SSCB, 29 adet araç gönderdi. Araçlardan 15'i görevini başarı ile tamamladı. Fakat 14 tanesi farklı sebepler yüzünden başarısızlıkla sonuçlandı. SSCB'nin Venüs hakkında en büyük keşifleri gerçekleştirdiğini de söylemek gerek. SSCB, Venüs'ün yüzeyine çalışır vaziyette araç indiren ve veri aktarımı sağlayan ilk devlet. Venera 13 aracı Venüs yüzeyinde 127 dakika çalışır vaziyette kaldı. Ayrıca Venüs yüzeyinden ilk görüntülere de Venera serisi araçlar tarafından ulaştık.
Avrupa Uzay Ajansı (ESA), Venus Express adında bir araç fırlattı.

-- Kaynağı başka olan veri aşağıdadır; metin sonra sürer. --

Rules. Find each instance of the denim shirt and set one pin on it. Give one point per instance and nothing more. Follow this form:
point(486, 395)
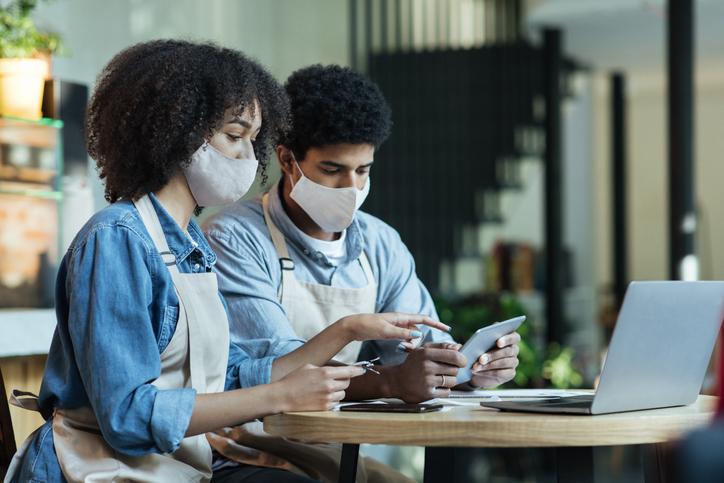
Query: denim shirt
point(117, 311)
point(250, 275)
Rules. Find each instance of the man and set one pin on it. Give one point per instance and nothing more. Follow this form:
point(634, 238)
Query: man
point(299, 258)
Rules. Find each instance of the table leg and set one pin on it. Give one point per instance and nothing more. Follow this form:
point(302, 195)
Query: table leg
point(575, 464)
point(439, 464)
point(653, 463)
point(348, 463)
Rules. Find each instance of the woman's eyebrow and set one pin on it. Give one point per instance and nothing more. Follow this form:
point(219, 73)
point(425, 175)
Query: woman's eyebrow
point(240, 121)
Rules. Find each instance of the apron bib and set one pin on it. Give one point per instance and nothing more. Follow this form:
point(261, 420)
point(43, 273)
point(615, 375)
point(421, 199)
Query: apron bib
point(310, 308)
point(196, 357)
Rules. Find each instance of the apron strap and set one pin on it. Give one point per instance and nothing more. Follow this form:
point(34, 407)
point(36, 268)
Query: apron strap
point(364, 261)
point(29, 402)
point(153, 226)
point(286, 263)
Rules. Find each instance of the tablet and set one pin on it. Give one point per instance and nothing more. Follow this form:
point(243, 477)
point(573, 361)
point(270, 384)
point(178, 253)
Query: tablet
point(482, 341)
point(392, 408)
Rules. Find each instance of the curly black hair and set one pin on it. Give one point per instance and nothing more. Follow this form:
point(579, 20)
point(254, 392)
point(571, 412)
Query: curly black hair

Venera 13 tarafından çekilen, Venüs'ün ilk renkli fotoğrafları |
Venüs'ü nasıl gözlemleyebiliriz?
Venüs, Güneş çevresinde yaklaşık 224 gün süren dolanma süresine karşın yörüngesinin Yer yörüngesine yakınlığı nedeniyle 584 gün gibi uzun bir kavuşum dönemine sahiptir, gökyüzündeki görünür hareketini tamamlaması bir buçuk yılı geçer. Bir alt gezegen olması nedeniyle ile her zaman Güneş'e yakın konumdadır ve gözlenmesi için en uygun saatler sabah gün doğumundan önce ya da akşam gün batımından sonradır. 'Sabah yıldızı' ve 'akşam yıldızı' adları bu nedenle verilmiştir. -4,4 kadir derecesine varabilen parlaklığı ile en parlak yıldızlardan ve diğer tüm gezegenlerden çok daha ışıklıdır ve Güneş ve Ay'dan sonra gökyüzünün en parlak cismidir. Bu nedenle güneş ışınlarının Venüs'ün görülmesine izin vermediği alt ve üst kavuşum dönemleri dışında yılın büyük bir kısmında rahatlıkla izlenir. Merkür'e oranla çok daha yüksek uzanımlara (en uygun koşullarda 48°) çıkabildiği için gün içinde izlenebildiği süre de daha uzundur ve uygun dönemlerde akşam gün battıktan sonra veya sabah gün doğmadan önce 4 saat kadar ufkun üzerinde kalabilir. En parlak dönemlerinde güneş ufkun üzerinde iken bile görülmesi mümkündür, hatta alışkın gözler gün ortası saatlerinde dahi Venüs'ü yakalayabilir. Aysız gecelerde, kent ışıklarından yeterince uzaklaşılabilirse, insan gözünün Venüs ışığının çevreye verdiği aydınlığı hissedebildiği ve yarattığı gölgelerin fark edilebildiği de söylenir.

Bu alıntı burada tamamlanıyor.